15. Claim to Fame

Two police cars were parked in the driveway behind her mother’s Mustang when Ivy rounded the corner of O’Reilly Street a few minutes later. She stopped short. She wanted to go straight back to Quail Middle School. She even turned halfway around to do it. Maybe Ms. Mackenzie would still be there, and Ivy could—

Ivy could what? Go home with her and pretend her real life wasn’t happening? That wouldn’t do any good.

She took a deep breath and began walking forward. One thing she’d decided a while ago—well, when Aunt Connie got sick and died so fast, before they had time to believe it was really going to happen—was that, no matter what, she would be brave and face things. It was going to be her claim to fame, even if no one but her ever knew about it. It was a private promise she’d made to herself and to Aunt Connie.

She walked past the blue house with white trim. Past the brick duplex. Past old Mrs. Phillips from next door, who knelt on a folded-up sweater pulling weeds from her flower beds. The beds were so close to the sidewalk that Ivy could’ve reached out and touched Mrs. Phillips’s shoulder. Mrs. Phillips gave her a sympathetic look. Ivy met her gaze and pulled her mouth into a worried smile, then lifted her chin and kept going.

Two policemen stood in front of the front door with Ivy’s mother, and two sat in the second car. The two in the car turned their heads toward Ivy when she walked up. The window rolled down. “Where are you going, young lady?” the man in the driver’s seat asked. His face was chiseled and square; his hair was buzzed short. If you grabbed a stock policeman out of a lineup at a movie audition, he’d be it.

Ivy nodded at the house. “I live here.” She took a step forward.

“We’ll go with you.” The window rolled up again.

Ivy stood with her shoulders slumped. This was her own house. A rental, maybe, and nothing special, but her own. The place she came back to with her pencils and sketchbook, the place she slept and dressed and ate in, the place where she kept the stones she picked up on Skytop, the overlook on the mountain near the Everses’ farmhouse, whenever she and Prairie hiked there. She didn’t want to wait for someone else to tell her she could walk up to it. She did wait, however. It seemed like she had to.

Both men climbed out of the car and shifted their feet to straighten the creases of their pants legs. The three of them walked toward the door and Ivy’s mom’s eyes locked onto Ivy.

“My daughter’s home, you have to go,” she told the officers. “I don’t want her getting upset.” She reached an arm out.

Ivy went to her and her mom pulled her close. Ivy let herself sink back and remembered being curled into her mother’s chest when she was small. Her mom’s chest was bony now; it was like leaning onto rocky ground. Familiar ground, though.

“This is just a matter of following up on a complaint,” the nearest man said. “Mr. Gillman says that last week his garbage cans were spread all over the street. Then somebody ran his mailbox over. And now his car’s got a brand-new dent in the fender. He’s thinking it’s you. And he says you’ve been calling late at night and hanging up when he answers.”

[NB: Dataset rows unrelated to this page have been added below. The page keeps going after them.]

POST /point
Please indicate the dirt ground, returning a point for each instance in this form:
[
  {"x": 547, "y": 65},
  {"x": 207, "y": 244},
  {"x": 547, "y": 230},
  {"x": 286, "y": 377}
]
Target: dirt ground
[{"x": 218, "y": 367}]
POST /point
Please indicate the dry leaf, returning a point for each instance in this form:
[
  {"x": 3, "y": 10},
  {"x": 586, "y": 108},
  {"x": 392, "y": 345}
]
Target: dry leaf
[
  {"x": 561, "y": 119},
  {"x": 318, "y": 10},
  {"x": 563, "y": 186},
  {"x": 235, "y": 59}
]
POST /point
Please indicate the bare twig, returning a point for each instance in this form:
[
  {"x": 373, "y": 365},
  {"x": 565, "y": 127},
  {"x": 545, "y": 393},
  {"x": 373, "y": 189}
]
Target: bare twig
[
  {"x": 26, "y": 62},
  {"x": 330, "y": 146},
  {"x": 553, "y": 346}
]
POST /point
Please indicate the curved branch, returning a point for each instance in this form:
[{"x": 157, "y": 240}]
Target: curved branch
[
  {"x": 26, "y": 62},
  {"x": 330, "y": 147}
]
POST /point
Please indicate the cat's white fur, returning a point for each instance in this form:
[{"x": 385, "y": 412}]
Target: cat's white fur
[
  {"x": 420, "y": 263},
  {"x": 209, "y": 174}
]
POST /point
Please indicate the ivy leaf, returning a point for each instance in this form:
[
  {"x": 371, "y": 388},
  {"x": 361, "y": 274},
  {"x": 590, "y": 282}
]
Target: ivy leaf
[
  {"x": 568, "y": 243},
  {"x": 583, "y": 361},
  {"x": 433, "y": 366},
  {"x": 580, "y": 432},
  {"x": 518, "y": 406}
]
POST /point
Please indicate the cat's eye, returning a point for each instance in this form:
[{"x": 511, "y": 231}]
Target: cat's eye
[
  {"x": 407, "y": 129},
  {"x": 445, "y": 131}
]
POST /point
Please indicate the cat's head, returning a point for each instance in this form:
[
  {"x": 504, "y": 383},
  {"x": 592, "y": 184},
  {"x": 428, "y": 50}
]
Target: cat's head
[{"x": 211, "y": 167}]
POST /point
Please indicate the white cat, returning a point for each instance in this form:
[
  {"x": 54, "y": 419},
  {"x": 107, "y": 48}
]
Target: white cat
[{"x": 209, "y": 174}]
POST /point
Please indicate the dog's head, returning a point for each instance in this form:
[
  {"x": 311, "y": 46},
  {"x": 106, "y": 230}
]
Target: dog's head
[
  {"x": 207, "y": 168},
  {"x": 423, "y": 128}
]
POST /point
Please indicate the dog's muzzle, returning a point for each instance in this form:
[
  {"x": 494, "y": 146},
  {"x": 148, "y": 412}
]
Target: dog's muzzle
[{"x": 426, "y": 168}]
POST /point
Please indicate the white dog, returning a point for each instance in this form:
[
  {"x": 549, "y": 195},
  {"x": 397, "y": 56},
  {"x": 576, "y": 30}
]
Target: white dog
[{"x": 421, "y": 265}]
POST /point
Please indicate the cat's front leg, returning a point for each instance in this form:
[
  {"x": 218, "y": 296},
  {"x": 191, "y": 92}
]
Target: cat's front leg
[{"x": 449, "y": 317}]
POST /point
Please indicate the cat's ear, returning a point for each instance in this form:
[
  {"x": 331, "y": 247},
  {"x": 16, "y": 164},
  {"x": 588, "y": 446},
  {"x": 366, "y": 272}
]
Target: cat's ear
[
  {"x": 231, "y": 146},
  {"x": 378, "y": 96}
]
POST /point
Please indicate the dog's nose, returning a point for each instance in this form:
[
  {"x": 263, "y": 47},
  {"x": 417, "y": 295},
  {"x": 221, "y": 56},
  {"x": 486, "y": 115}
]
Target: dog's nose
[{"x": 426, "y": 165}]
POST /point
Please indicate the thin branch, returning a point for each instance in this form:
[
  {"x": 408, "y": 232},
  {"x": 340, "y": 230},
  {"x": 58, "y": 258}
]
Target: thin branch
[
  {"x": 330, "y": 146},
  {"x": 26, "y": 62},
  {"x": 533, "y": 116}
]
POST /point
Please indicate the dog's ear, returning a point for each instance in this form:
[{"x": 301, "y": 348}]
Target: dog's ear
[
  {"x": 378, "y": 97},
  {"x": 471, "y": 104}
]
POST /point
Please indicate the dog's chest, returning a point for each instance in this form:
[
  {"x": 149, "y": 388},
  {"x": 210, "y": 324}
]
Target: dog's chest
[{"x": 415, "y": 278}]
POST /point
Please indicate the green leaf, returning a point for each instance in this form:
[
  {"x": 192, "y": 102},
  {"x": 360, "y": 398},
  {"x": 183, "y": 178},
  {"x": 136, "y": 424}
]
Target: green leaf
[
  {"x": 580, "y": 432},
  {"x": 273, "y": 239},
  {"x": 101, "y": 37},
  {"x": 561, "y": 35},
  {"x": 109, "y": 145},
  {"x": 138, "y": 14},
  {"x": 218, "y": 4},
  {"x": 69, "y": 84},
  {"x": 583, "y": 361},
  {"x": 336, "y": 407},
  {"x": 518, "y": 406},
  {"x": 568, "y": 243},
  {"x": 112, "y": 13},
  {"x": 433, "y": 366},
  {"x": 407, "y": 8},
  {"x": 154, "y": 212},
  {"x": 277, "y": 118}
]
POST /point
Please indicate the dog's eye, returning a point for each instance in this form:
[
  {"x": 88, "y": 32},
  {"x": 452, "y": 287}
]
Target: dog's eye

Her mom’s grip tightened. “Well, boo hoo for him, and tell him to prove it. There’s a lot of people got a lot worse problems than a broken mailbox and a ringing telephone.”

“So you did run his mailbox down, is that what you’re saying? You have been calling?”

“I’m not saying anything. I had my fill of George Gillman a while ago. I left in April and I haven’t seen him since.”

“But you have seen his mailbox? And his car?”

Her mom’s arms went tighter around Ivy than ever. Her breath was a desert wind in Ivy’s ear.

The nearest policeman smiled sympathetically, though maybe that was an act. “Listen, I know how it is. A relationship goes south, things are said, your feelings get worked up, maybe you want to leave him a message, something to remember you by. But it’s not worth it. Especially not to a woman like you. You’ve got a history—”

“Hey, that was ruled justifiable, you can’t go bringing it up. I’ll get a lawyer and sue for harassment if you—”

“You need to leave your ex alone,” the man broke in. “Don’t make us come out here again. Like you said, you have your daughter to think of.”

All the officers’ gazes shifted to Ivy. Their eyes were all different: brown, blue, wide-set, narrow, but Ivy saw that to each of them, she was a zero. At worst, she was just like her mom. At best, she was innocent but doomed.

“I didn’t make you come out here. George Gillman did that, and he better knock it off. I’m living in a whole different town, minding my own business, and he sets the cops on me. I won’t stand for it—”

Her mom said more, but Ivy tuned it out. She turned herself into a block of wood that hadn’t been carved yet. She hadn’t been carved, there was still time, she could become something beautiful and good.